Bulcke details Nestles investment plans for Mexico in Davos

Bulcke details Nestle's investment plans for Mexico in Davos

The link between a nation's economic health and the health of its population - "health is wealth" - was a key message coming out of a round table event at the World Economic Forum this weekend.

During the discussion in the Swiss resort of Davos, the spotlight was once again on obesity and its accompanying non-communicable diseases, a double burden that threatens to overwhelm health services worldwide.

The growing global scale of the obesity crisis is alarming. If obesity levels continue to rise at their current rate, in another 20 years as much as 50-60% of the world population could be classed as overweight. While the pandemic has its roots in the richer economies of the US and Europe, obesity has taken on a truly global dimension and now penetrates the world's poorest countries.

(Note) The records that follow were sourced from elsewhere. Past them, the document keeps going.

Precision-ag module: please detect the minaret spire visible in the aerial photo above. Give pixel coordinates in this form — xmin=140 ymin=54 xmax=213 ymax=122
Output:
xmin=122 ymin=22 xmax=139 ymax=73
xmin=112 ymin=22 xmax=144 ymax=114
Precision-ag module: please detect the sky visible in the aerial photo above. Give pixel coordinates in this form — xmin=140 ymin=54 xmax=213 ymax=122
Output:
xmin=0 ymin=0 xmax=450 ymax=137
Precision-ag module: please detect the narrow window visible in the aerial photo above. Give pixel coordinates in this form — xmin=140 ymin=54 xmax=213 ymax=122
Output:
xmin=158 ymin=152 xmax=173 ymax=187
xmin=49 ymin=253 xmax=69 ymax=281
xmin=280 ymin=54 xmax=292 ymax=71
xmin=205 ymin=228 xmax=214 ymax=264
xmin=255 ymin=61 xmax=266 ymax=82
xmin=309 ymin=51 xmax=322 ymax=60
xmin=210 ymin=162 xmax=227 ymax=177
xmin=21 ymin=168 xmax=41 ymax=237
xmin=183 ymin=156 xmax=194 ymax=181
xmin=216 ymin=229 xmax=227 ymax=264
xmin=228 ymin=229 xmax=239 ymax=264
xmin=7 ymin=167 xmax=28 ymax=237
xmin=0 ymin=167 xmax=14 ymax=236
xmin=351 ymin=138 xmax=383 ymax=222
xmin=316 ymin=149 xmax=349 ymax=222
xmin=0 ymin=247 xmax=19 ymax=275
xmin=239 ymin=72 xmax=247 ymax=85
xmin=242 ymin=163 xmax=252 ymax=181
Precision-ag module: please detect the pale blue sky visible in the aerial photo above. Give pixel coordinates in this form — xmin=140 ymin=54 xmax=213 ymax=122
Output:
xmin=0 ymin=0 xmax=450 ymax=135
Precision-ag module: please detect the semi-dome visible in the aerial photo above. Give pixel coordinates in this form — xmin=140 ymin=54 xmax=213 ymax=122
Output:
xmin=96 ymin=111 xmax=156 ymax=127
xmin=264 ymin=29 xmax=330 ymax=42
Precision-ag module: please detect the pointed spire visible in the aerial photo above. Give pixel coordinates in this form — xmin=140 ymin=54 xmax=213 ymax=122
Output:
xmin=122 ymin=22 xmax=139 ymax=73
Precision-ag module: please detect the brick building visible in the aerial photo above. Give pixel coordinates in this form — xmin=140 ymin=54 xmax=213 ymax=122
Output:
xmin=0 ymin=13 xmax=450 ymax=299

There is still no consensus on how to tackle the issue and stakeholders have yet to develop a comprehensive collective understanding of the role that business and government has in combating this most modern of public health issues.

As Nestle CEO Paul Bulcke told the audience at Davos, the food industry is resistant to the type of regulatory oversight that public health activists frequently clamour for. "As a company, we don't like to hear about too much regulation," Bulcke observed.

The food industry has often come into the firing line over obesity, with the suggestion that a significant contributing factor is the willingness of multinational companies to provide cheap, highly refined fats, oils and carbohydrates. However, the Nestle chief executive was quick to emphasise that this assessment fails to recognise the complex nature of the crisis, which encompasses myriad issues from poverty to our now prevalent sedentary lifestyles.

"I don't think that society is served if we have obesity, and there is only one actor that is responsible for that. You cannot solve that with regulation," he insisted.

During the round table, Colombian Minister of Finance and Public Credit, Mauricio Cárdenas, expressed interest in Mexico's recent implementation of a tax on sugary drinks and high calorie foods. The Colombian Congress has proposed ways to restrict the influence exerted by the pharmaceutical industry Cárdenas said, hinting that the country might consider further moves to restrict the influence of industry through regulation.

According to UN data, Mexico's adult obesity rate was 32.8% in 2008, the second-highest rate in the Americas - and higher than the US. The government has looked to reduce consumption of high calorie foods - and boost the national purse - by imposing a tax on products with at least 275 kilocalories per 100 grams.

The move has been a controversial one. But it would seem that it has not deterred food multinationals from investing in the country, where the potential for growth has apparently trumped higher taxes. Indeed, the world's largest food companies - Nestle and PepsiCo - both announced plans to increase investment in Mexico last week.

Bulcke revealed that Nestle will invest US$1bn to beef up its production capabilities in Mexico, a market that he said has "high growth potential". 

Meanwhile, PepsiCo will invest $5bn in Mexico over the next five years in order to capitalise on what CEO Indra Nooyi termed "tremendous opportunities" for growth in the country. PepsiCo, which sells products including Quaker cereals and Sabritas crisps in Mexico, will invest in areas including innovation, brand building and production.

Speaking earlier in the week at the World Economic Forum, Nooyi also emphasised the role that business has to play in shaping society. Like Bulcke, Nooyi appeared opposed to the prospect of increased regulation governing the sector. "Businesses are really the only functioning entities around the world," she suggested, adding that governments cannot heal economies alone. "If you don't put your trust in business, who will you?"

In order to conduct socially-responsible business, Nooyi insisted that companies must remain focused on the long-term. "There is a difference between running a business for the duration of the chief executive or running a business for the duration of the company," she said.

In what could be viewed as a thinly disguised swipe at activist-investor Nelson Peltz and the media frenzy that he has stirred up, Nooyi took aim at what she characterised as a tendency to "amplify short term investors' bully pulpit".

Peltz last week abandoned calls for PepsiCo to split its drinks and snacks business and merge the latter with Mondelez International, instead taking a seat on the Mondelez board.

However, Peltz's investment vehicle Trian Fund Management told just-food the US billionaire remains focused on pushing for PepsiCo to be spun-off into two business units.

Trian has argued that the slow-growth beverages business and higher-growth snacks units would perform more effectively and provide more value to shareholders on an independent basis.

PepsiCo has to date resisted Peltz's calls to split in two. In an interview this month with CNBC, Nooyi said: "These two categories are better together, not just in the United States, but around the world."

However, with PepsiCo still in the sights of the vociferous investor, it seems likely that Peltz will continue to make waves in the year to come.